Black Nationalism vs. Socialism
But the true intentions of the modern Black Lives Matter movement betray what their ideology really is. As discussed in a recent episode of my new podcast, The Right Take, theirs is not a socialist revolution determined to finish what Occupy Wall Street started. As Newsome’s call for investigations to be run entirely by black financial institutions indicates, they do not want to destroy the capitalist system; they want to take over that system for themselves and become the new capitalist class.
And thus far, they have been achieving exactly that through aggressive, large-scale affirmative action across the corporate world. From United Airlines announcing its intentions to make half of its pilots be black or women by the year 2030, to Target declaring that it would increase its number of black employees by 20 percent, Black Lives Matter has been making its corporatist intentions known from the beginning. They seek domination under the guise of representation, and there would not be much to dominate if the system were burned to the ground.
Naturally, this is at direct odds with those who consider themselves “true” socialists. Black Lives Matter needs corporations, not only to fuel their rise into the mainstream, but to guarantee jobs to their adherents in the name of racial justice. Today, the corporations promise them a share of the workforce; tomorrow, they’ll be promising them chairmanships and CEO seats. But if the socialists like Bernie Sanders had their way, there would be no more corporations in the United States at all.
It’s no wonder, then, that Black Lives Matter has, for the most part, never liked Sanders very much. (Cullors’ public support notwithstanding.) From storming the stage at one of his rallies back in 2015, to kneecapping his seemingly unstoppable march to the 2020 nomination by breaking heavily for Joe Biden in the South Carolina primary, even Sanders’ best efforts at pandering to this group were not enough to bridge the gap between their two vastly different objectives.
It could even be said that a true socialist does not care much for racial differences, since their utopia sees everyone united by shared economic status. Sanders certainly was not afraid to buck the Democratic Party’s increasing emphasis on putting minorities first, such as his famous declaration after the 2016 election that the party no longer speaks to “the white working class.” While many would see this as a genuine attempt at unifying the country or addressing the problems that truly matter the most, daring to speak positively of white people, especially the salt of the earth white working class, is tantamount to blasphemy in the eyes of Black Lives Matter.
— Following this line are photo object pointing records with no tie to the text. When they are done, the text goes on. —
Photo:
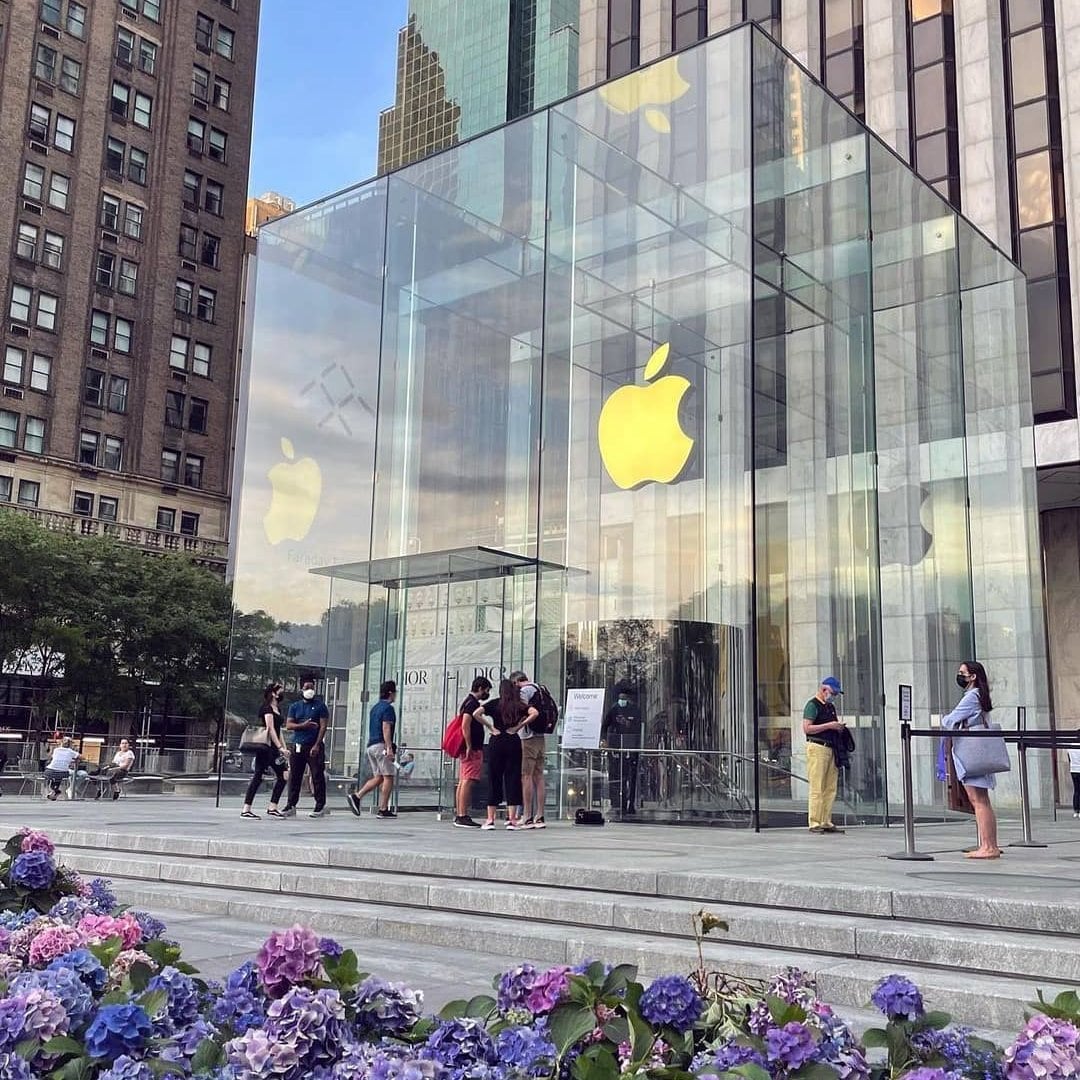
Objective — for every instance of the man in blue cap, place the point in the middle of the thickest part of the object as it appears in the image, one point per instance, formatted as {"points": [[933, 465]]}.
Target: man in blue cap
{"points": [[821, 726]]}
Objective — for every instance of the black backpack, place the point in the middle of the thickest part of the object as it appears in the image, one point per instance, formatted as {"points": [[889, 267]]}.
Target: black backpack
{"points": [[544, 704]]}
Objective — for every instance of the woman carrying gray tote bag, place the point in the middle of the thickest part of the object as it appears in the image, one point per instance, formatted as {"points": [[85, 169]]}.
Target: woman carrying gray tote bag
{"points": [[971, 712]]}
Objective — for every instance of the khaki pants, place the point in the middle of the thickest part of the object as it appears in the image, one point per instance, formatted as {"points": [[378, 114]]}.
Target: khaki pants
{"points": [[822, 773]]}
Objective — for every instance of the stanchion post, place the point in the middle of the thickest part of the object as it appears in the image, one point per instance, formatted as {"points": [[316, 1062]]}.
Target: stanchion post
{"points": [[908, 854]]}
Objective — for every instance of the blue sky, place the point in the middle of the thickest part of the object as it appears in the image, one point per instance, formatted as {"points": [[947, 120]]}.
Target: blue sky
{"points": [[322, 80]]}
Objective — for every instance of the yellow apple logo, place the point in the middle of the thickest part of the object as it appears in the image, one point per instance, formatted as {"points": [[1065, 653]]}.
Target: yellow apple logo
{"points": [[657, 84], [295, 490], [639, 435]]}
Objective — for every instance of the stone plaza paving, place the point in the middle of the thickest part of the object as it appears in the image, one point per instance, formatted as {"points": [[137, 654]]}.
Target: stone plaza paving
{"points": [[444, 908]]}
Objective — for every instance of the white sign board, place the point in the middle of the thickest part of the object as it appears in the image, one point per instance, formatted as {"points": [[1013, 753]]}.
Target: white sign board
{"points": [[582, 718]]}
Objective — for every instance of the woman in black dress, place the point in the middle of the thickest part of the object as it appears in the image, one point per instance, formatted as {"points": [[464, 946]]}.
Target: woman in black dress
{"points": [[508, 715], [272, 756]]}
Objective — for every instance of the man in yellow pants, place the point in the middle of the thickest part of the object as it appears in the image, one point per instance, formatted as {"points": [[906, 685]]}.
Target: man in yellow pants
{"points": [[820, 725]]}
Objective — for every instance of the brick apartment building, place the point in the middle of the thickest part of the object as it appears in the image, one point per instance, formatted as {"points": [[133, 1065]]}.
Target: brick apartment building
{"points": [[124, 143]]}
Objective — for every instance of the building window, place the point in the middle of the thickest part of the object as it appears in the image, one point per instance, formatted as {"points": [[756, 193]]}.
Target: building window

Even if Black Lives Matter is not an explicitly left-wing movement, it is still one of the gravest threats to American national stability in recent memory. It is a different beast from the bleeding-heart socialists, and one that will most likely be even more difficult to deal with. And as Sun-Tzu said, “if you know the enemy and know yourself, you need not fear the result of a hundred battles.” The sooner we begin to truly understand that Black Lives Matter is not just another “socialist” boogeyman to be addressed with empty platitudes, the sooner we can determine how or if it is even possible to heal from the damage it has already caused.